On y allait sans s’attendre à rien. On a vu un spectacle complètement dingue et beau à la médiathèque Pierre Bayle de Besançon. L’originalité de L’Absolu réside d’abord dans le fait que ça joue dans un silo. Oui, un silo. Pour les trop citadins, un silo, c’est un énorme cylindre qui sert à stocker les céréales, par chez nous le blé.

Des spectacles, on en voit toute l’année. Concerts, danse, théâtre, cirque… On devient blasés. Exigeants et blasés. Des cultureux revenus de tout. Pourtant, laisse-moi te dire que, m’y étant rendu essentiellement pour voir ce que pouvait donner un spectacle dans un silo, j’ai pris une grosse gifle dans la gueule… C’est le spectacle le plus impressionnant que j’ai vu depuis un Sochaux-Dortmund en coupe d’Europe en 2004 (Pedretti-Frau-Oruma), c’est te dire… 

Boris Gibé et sa compagnie Les choses de rien ont monté un silo de 12 mètres de haut et 9 mètres de diamètre, pendant deux jours et demi, dans la cour de médiathèque Pierre Bayle, en plein centre-ville. À l’intérieur, deux escaliers circulaires et des strapontins qui permettent à 100 personnes d’assister au spectacle. En tant que public, ça change tout notre rapport à la scène. Je ne regarde plus uniquement devant moi, mais aussi au dessus, en bas, partout. Je suis DANS le spectacle.

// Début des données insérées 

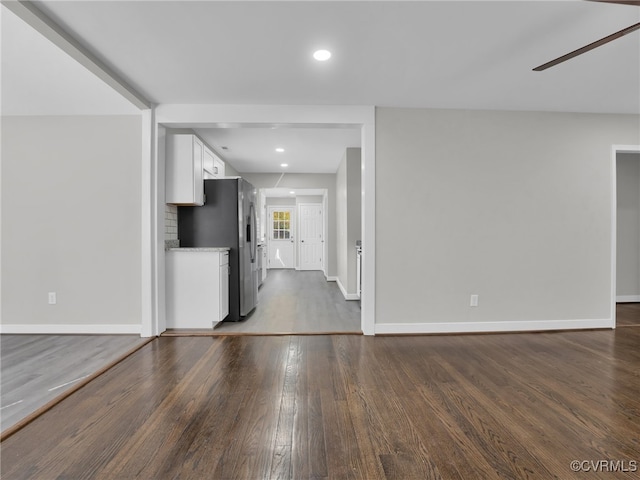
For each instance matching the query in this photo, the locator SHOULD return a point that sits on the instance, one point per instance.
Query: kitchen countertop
(199, 249)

L’Absolu est un huis-clos dingue. Ça grimpe, ça vole, ça tombe, ça danse sous le sable, ouais, sous le sable. Ça flambe, ça fume, ça rebondit… Les effets lumières sont fous. Ça se passe au sol ou à 10 mètres de hauteur. Mais je ne vais pas balancer tous les détails ici.

Ça grimpe, ça vole, ça tombe, ça flambe, ça fume, ça rebondit…

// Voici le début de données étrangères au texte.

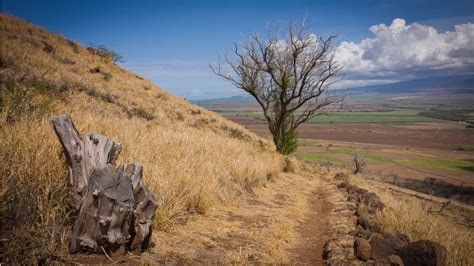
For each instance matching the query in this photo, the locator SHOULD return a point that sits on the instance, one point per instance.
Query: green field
(398, 116)
(325, 156)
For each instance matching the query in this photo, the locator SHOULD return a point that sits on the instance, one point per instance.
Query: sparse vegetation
(289, 78)
(409, 215)
(108, 54)
(192, 170)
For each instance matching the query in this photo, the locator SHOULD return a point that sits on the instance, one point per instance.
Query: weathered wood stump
(115, 209)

On n’est pas vraiment dans la danse, ni dans le cirque, ni dans l’acrobatie. On est dans tout ça à la fois. Boris Gibé est seul en scène, mais a toute une équipe en coulisse, qui tire les ficelles, au sens propre comme au figuré. Il a commencé à préparer l’Absolu en 2008. Ils ont lancé les répèt’ il y a près de 2 ans. Il a travaillé avec ses techniciens et des chercheurs sur les différents éléments pour nous bluffer : l’eau (il y en a à 12 mètres du sol), l’air, le feu. Tant et si bien que tu passes ton spectacle à te demander : « Mais… comment ils font ça ?! C’est sur-réaliste ! » Champs magnétiques, électricité statique, particules de carbone… Le silo devient un gouffre sans fond. On s’y perd.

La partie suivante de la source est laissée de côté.